Aktuell allerdings muss der Jugendtreff bereits zum zweiten Mal in diesem Jahr eine Zwangspause hinnehmen. Bereits im Frühjahr mussten die Treffen wegen des Lock Downs einige Wochen ausfallen. Seit Anfang November können die Räume in der Roggenbachschule wieder nicht benutzt werden.
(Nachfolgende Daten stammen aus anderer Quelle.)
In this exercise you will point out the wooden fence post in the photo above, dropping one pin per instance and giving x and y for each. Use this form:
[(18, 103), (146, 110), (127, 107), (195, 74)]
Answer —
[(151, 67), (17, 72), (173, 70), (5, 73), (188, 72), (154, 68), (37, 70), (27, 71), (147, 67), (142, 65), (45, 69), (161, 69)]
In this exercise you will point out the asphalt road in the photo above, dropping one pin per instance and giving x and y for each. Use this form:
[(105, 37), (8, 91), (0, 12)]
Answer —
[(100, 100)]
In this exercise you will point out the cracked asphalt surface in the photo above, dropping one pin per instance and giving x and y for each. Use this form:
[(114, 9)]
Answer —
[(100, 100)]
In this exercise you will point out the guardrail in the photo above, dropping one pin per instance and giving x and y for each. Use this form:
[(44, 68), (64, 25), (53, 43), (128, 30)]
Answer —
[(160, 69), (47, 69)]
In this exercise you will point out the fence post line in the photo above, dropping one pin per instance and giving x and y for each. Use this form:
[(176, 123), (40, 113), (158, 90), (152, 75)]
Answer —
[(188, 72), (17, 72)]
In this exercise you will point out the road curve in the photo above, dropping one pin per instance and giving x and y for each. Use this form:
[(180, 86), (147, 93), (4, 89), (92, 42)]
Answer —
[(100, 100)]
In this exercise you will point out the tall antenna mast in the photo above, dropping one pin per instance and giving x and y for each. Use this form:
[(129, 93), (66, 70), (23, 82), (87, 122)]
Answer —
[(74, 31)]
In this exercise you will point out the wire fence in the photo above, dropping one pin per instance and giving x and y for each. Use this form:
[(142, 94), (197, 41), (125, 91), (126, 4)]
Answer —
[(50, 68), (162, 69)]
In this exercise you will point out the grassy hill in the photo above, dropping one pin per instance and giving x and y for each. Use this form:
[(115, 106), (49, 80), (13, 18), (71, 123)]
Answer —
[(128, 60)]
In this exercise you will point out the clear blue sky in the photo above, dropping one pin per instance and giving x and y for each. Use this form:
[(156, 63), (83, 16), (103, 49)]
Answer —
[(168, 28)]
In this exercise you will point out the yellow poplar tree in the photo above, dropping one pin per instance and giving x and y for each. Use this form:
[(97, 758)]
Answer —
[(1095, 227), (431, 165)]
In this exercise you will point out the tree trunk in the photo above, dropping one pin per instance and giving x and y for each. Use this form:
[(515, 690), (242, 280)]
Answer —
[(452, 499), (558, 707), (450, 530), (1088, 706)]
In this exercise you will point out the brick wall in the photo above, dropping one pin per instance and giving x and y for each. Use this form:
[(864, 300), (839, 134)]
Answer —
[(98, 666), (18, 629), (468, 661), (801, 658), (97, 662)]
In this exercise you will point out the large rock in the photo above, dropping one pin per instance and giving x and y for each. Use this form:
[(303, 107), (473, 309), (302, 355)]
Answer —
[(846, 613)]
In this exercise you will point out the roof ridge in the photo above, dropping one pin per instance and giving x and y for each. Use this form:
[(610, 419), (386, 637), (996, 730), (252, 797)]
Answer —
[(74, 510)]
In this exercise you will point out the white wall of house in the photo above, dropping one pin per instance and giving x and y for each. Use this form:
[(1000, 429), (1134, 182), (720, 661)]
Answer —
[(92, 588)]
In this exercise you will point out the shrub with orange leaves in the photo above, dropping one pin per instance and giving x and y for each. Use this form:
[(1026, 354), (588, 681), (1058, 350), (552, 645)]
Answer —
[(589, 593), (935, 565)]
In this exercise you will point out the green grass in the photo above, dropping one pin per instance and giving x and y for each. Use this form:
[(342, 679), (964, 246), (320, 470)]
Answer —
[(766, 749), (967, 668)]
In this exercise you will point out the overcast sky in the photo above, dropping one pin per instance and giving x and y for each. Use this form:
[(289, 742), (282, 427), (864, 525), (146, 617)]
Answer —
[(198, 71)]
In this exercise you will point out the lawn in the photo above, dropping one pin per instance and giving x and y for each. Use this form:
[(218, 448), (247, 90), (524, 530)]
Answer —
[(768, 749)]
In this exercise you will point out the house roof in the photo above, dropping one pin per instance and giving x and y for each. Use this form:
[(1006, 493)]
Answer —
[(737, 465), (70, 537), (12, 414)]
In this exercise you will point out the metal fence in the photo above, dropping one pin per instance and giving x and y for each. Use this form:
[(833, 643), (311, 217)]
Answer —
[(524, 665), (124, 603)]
Die Entwicklung der Pandemie und der damit verbundenen Auflagen mache es aktuell auch unmöglich, für die kommenden Wochen und Monate zu planen, so Yvonne Krezalek.

Dennoch haben die Leiterinnen des Jugendtreffs und auch Bürgermeister Andreas Braun die Hoffnung noch nicht ganz aufgegeben, dass auch in den kommenden Wochen in Unterkirnach im Bereich der offenen Jugendarbeit ein Angebot gemacht werden kann. Ein Kinoabend in der Sporthalle mit viel Platz zum Abstandhalten ist nur eine der Ideen, die hier schon in der Schublade liegen. Gerade in Zeiten von Corona und den damit verbundenen Einschränkungen sei ein Angebot für die Kinder und Jugendlichen besonders wichtig, betonte auch Gemeinderat Horst Belz. Sobald wieder möglich, soll dann außerdem auch der zweite wöchentliche Nachmittag, der Mittwoch, möglichst wieder aktiviert werden.

Die gesamte Arbeit des Jugendtreffs ist freilich nicht ohne die Unterstützung der Gemeindeverwaltung machbar. Ein ganz ausdrücklicher Dank der Leiterinnen ging deshalb im Rahmen des Berichts auch an Rathausmitarbeiterín Sandra Beha für ihre große Hilfe unter anderem als Bindeglied zwischen Jugendtreff und Gemeindeverwaltung.

„Chapeau, bleibt am Ball!“, gab Gemeinderätin Susanne Ciampa dem Jugendtreff nach dem Vortrag des Berichts begeistert mit auf den Weg. Auf Nachfrage von Gemeinderat Patrick Seng trug Yvonne Krezalek abschließend noch eine bescheidene Bitte an den Gemeinderat und die Verwaltung heran. Mit einer großen Leinwand oder zumindest einer entsprechend weiß gestrichenen Wand mit genügend Platz davor würden die beliebten Filmevents noch viel mehr Spaß machen.